Wednesday, 6 July 2011

'Spaceship Planet Earth'


The widespread fear, voiced by scientists, environmentalists, and more recently would you believe it some of our politicians, is that human activities may be producing changes in climate. Put another way, the substances we discharge into the air are altering the Earth’s atmosphere in ways that are very likely to prove harmful. 

Are these fears justified? The question sounds simple enough, but it is a question about the natural world and the world is a far from simple place. 

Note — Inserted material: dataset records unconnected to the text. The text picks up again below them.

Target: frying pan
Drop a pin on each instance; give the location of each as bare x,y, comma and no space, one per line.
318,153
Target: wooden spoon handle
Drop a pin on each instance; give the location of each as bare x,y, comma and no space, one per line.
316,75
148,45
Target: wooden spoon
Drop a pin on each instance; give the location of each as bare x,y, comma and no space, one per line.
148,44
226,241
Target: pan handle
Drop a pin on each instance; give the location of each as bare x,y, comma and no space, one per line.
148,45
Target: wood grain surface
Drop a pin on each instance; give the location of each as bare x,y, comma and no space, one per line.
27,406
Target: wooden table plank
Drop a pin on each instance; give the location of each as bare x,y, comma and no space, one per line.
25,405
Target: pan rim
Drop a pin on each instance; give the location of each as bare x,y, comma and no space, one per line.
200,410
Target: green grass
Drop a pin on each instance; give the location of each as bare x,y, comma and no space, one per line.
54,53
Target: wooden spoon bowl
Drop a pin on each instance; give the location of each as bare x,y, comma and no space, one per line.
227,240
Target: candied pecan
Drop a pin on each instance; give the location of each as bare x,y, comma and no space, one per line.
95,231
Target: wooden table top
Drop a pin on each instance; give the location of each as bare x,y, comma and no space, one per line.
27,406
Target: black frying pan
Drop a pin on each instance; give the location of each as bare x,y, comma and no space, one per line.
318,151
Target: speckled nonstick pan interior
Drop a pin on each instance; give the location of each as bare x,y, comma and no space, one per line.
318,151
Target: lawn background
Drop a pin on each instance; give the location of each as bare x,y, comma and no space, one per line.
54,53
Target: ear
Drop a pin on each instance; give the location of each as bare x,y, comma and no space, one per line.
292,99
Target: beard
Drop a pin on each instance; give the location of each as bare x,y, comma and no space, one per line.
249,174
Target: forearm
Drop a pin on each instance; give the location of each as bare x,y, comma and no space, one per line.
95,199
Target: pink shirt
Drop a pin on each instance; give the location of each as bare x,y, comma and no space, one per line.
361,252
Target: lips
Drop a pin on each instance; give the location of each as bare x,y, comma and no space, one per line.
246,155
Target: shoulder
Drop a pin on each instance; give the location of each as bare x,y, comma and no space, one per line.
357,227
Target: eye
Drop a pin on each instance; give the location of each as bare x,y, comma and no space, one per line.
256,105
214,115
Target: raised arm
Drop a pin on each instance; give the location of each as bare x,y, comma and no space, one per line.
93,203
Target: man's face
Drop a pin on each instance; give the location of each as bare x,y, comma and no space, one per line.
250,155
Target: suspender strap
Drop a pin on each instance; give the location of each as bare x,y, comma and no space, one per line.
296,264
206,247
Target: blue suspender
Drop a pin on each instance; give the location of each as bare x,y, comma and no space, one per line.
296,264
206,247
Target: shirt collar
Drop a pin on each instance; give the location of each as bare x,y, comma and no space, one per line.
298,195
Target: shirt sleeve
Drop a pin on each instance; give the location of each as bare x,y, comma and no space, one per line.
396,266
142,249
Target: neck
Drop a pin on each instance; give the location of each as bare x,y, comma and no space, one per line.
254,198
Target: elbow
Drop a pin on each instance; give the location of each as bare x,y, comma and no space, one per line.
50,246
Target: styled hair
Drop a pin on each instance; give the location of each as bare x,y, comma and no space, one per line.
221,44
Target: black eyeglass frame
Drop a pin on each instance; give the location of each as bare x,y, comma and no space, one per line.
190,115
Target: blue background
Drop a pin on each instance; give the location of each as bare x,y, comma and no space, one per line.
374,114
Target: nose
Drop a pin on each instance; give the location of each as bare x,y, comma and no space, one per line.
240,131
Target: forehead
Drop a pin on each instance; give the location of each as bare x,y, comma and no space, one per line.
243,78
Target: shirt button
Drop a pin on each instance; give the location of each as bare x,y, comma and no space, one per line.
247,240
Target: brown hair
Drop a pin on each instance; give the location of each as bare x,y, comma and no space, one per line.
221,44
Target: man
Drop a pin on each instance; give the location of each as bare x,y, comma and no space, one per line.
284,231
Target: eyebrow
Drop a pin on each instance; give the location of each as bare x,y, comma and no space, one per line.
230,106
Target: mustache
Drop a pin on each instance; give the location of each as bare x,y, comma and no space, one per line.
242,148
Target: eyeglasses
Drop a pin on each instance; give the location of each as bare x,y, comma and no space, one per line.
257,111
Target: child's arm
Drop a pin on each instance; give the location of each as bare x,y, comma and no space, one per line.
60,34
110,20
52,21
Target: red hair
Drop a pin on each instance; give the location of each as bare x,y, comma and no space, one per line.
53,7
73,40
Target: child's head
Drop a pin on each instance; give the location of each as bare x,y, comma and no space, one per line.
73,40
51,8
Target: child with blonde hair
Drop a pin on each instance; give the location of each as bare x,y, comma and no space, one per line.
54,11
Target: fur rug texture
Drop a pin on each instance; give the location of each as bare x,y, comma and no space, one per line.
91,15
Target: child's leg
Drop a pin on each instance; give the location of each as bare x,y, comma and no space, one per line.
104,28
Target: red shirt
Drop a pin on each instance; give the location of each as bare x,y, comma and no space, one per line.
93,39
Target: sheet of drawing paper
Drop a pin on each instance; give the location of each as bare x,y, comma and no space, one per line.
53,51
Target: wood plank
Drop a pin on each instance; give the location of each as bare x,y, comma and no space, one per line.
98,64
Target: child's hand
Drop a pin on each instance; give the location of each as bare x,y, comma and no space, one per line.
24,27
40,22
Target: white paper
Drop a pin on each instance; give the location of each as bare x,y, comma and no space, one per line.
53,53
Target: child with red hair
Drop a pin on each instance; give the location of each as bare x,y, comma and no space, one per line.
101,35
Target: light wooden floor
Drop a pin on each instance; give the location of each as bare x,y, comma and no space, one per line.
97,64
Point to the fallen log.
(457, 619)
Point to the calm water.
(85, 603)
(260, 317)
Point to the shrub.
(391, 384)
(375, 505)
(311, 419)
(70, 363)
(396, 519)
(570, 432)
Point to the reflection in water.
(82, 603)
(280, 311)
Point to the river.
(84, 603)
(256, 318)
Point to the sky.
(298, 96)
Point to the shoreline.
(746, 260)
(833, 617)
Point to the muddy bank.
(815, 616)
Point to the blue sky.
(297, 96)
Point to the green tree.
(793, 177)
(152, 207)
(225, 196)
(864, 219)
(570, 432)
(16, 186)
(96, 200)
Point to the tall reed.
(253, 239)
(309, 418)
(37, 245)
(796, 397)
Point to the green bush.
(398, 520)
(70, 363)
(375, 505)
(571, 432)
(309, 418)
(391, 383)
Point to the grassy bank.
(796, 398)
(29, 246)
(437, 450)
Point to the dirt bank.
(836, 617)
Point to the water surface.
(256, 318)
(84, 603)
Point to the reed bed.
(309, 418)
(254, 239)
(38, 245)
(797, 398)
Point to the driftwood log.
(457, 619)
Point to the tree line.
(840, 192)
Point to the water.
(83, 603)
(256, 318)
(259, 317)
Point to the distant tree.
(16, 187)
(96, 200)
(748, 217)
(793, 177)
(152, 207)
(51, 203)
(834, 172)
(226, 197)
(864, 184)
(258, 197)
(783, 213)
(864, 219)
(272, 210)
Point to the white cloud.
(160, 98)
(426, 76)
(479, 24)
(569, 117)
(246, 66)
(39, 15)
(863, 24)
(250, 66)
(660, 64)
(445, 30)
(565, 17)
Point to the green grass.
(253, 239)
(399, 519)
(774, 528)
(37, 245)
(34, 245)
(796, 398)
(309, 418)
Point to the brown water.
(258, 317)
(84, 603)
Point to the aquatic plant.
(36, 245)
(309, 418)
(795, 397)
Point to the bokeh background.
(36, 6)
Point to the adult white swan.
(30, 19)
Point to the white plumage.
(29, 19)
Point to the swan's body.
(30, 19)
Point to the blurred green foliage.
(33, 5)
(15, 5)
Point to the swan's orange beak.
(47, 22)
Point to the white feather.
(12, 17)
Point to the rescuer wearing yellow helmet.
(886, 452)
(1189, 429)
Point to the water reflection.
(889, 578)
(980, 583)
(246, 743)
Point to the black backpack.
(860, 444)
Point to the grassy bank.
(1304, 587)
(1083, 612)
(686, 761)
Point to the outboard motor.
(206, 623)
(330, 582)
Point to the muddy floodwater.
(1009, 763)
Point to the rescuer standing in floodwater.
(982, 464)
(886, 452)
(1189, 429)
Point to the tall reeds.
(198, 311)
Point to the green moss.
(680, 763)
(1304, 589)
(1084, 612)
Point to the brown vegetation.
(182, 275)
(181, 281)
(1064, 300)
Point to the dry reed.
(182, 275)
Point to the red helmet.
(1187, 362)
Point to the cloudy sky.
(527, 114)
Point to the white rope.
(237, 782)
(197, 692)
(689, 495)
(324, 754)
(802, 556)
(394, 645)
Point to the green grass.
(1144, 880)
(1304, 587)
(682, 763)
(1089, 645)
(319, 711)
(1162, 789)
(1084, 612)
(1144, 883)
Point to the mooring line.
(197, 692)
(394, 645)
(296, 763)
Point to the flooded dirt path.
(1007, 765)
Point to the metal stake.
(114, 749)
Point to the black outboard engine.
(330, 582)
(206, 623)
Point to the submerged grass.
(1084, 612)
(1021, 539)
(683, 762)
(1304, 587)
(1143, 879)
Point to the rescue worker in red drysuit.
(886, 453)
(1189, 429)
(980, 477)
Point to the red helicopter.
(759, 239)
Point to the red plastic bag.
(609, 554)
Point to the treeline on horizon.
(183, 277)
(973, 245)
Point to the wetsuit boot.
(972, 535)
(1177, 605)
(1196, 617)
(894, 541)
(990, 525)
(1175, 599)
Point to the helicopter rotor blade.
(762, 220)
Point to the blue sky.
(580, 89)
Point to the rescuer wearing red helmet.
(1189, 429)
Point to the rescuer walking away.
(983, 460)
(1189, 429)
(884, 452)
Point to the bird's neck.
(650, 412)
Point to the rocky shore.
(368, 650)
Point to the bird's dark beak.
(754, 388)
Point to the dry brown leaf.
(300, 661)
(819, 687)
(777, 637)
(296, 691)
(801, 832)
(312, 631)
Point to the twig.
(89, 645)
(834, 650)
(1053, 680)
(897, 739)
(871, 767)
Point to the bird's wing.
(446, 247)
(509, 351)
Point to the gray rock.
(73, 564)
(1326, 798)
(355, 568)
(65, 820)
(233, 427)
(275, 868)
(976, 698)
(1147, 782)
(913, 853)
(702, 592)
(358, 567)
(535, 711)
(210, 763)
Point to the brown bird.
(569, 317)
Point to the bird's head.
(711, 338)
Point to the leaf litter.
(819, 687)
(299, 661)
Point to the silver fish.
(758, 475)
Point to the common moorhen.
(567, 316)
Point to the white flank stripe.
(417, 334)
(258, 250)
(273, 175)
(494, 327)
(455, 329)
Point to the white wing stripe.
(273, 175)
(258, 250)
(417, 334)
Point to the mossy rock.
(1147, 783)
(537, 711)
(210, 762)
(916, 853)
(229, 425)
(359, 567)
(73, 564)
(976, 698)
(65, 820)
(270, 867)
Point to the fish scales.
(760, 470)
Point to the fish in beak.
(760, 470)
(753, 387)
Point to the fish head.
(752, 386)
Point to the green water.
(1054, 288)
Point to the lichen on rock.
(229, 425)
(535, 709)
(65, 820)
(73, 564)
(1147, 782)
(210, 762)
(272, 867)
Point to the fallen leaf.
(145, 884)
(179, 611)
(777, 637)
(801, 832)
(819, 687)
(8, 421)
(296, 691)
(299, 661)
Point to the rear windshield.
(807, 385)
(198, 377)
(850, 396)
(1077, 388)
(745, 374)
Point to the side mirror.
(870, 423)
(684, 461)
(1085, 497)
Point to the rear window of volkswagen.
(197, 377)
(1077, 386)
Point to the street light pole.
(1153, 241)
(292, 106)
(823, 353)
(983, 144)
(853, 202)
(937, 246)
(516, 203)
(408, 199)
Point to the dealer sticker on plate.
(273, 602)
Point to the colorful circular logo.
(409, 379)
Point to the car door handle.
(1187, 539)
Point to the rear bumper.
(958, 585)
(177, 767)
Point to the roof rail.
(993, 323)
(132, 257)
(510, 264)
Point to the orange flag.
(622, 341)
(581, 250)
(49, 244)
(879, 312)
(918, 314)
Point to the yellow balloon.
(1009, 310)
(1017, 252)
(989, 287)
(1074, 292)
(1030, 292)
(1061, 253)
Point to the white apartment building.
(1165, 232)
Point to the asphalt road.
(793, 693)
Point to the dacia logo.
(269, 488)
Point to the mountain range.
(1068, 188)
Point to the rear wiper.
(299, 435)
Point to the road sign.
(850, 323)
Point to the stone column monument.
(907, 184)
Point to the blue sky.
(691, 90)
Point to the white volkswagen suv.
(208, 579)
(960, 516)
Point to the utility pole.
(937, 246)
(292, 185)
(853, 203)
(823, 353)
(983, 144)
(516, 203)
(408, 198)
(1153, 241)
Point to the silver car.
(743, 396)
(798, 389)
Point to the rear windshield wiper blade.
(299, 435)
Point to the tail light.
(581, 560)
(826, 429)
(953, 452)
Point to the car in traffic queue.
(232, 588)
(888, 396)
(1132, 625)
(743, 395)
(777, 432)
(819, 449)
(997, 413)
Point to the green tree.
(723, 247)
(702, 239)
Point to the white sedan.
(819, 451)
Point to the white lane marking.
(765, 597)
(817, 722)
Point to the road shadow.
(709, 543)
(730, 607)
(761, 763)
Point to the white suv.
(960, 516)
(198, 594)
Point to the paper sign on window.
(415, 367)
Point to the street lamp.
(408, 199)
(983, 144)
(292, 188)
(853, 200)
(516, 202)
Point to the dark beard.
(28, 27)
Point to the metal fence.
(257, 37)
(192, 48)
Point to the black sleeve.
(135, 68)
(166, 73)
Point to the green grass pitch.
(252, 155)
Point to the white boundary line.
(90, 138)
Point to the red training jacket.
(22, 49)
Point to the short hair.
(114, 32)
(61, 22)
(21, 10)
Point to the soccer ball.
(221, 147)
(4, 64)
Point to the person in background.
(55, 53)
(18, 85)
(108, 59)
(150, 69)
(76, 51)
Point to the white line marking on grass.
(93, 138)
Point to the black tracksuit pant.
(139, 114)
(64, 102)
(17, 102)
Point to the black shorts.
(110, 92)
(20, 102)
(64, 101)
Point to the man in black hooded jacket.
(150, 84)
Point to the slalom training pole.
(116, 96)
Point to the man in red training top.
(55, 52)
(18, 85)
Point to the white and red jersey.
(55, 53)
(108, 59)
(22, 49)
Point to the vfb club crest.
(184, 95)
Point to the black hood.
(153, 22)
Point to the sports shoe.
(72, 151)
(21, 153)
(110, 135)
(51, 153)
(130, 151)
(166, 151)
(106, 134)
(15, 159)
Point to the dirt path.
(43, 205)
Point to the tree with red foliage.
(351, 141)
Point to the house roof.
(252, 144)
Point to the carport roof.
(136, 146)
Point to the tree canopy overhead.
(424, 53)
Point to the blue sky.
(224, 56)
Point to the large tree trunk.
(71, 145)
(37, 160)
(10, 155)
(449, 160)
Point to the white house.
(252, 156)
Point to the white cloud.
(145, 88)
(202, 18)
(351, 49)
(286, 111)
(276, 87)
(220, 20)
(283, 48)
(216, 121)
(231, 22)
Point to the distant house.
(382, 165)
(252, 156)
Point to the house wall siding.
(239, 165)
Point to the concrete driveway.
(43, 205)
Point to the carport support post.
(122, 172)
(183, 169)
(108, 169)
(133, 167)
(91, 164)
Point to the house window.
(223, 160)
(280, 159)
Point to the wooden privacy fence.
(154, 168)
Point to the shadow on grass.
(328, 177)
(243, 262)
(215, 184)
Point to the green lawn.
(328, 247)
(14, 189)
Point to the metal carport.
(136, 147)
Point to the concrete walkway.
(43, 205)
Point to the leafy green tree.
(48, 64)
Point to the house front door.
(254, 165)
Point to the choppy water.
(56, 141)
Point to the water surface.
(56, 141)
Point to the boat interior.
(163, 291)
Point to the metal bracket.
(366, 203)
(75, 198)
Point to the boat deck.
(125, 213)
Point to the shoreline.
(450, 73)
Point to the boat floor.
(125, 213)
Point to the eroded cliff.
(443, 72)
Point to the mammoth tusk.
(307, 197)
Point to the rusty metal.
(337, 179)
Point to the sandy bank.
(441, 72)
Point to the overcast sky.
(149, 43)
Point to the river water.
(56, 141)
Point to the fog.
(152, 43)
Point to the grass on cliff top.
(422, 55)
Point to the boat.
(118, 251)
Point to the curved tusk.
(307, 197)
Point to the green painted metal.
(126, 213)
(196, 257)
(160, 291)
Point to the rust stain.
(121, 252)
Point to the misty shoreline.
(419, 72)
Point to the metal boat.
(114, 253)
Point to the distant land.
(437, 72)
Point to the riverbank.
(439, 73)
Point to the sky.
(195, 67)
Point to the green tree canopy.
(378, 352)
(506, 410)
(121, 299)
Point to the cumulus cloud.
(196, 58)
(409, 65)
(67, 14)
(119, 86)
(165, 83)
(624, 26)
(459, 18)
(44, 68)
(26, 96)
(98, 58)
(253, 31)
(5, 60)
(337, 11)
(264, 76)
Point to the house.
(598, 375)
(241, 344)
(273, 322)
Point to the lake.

I was encouraged to write this by a post I read on the Scunthorpe News website, which reports on regional news around and about the steel town in an independent informal and with what I would call a cosy ease, and away from the profit making motives of other news outlets, quite refreshing really, and of course a great read. And just to declare an interest - Scunthorpe is my home town but I now live in Canning Town .

Well the story that got me thinking about Mother Earth was the sad tale about the fish that were starting to perish in a pond in a location known as Ashby Ville. The Ville as we use to call it as kids, is an area on what then was the outskirts of the town, and through the process of mining for iron ore over many years, had left some rather deep man-made lakes. We use to play in them as kids, although this was very dangerous and I do recall there had been some fatalities over the years, as a result from an accidents with children playing in the water. So please if you are a parent and with the summer holiday’s just around the corner, do as much as you can and keep them out of harms way.

The lakes at the Ville, were stocked up with fish and in time many steelworkers and friends form school would spend days and weekends fishing there, and I must say, something that never appealed to me or will it ever, for I think this sort of sport is rather on the cruel side really, and I don’t see the point of catching a fish just to throw it back from where it came. But as they say: that is another issue perhaps for another day.

Now the plight of the poor fish in those waters at the Ville, and fastly receding as the report in the Scunthorpe News informs, reminded me of that old cliche. At some time or other you must have heard our Earth described as a sphere of rock covered, in most places, with the merest smear of water, and out side that, by a slightly thicker layer of gas. That water and that gas, our oceans and atmosphere, contain and sustain everything that lives. To get an idea of scale, if the Earth were the size of a new tennis ball , that layer, from the bottom of the deep ocean to the very top of the atmosphere, would be less than one millimetre thick. It would be thinner than the pile, the ‘fuzz’ on the ball. 


That is the cliche and like most cliches it is partly true but mainly misleading. It is true in that it demonstrates, in a way we can understand, the thickness of the oceans and the atmosphere in relation to the overall size of the planet. It tells us they are rather thin. But that is all it tells us, and taking the comparison any further can make it seriously misleading. A tennis ball can lose its fuzz through wear, until it is quite smooth. A film of dampness on its surface will evaporate in a few minutes if the ball is left in a dry place. The image gives us the impression that the oceans and atmosphere are fragile, not to say short-lived , but in the real, full-size world, of course they are not. A thin film of water dose not behave in the least like an ocean when water evaporates from the real ocean it is held by the atmosphere and in due course it returns. 

We, by which I mean all living beings, depend on air and the water, we also manage it. Indeed, over the billions of years the Earth has been inhabited it is no exaggeration to say that its inhabitants have altered the air and oceans to such an extent that we might well describe them as ‘artefact's’; things that have been made, not by people, certainly, but by living beings all the same. 

We are not ‘passengers’, riding passively on ‘Spaceship Planet Earth’, so much as ‘crew’, maintaining and modifying the ‘ship’ as our journey proceeds. It is this constant activity that makes life possible. It is also the very reason why we should now more than ever before be paying attention to what is going on around us. 

If the ‘crew’ comprises all living beings, have some of its members - capitalists - become truly - irresponsible?”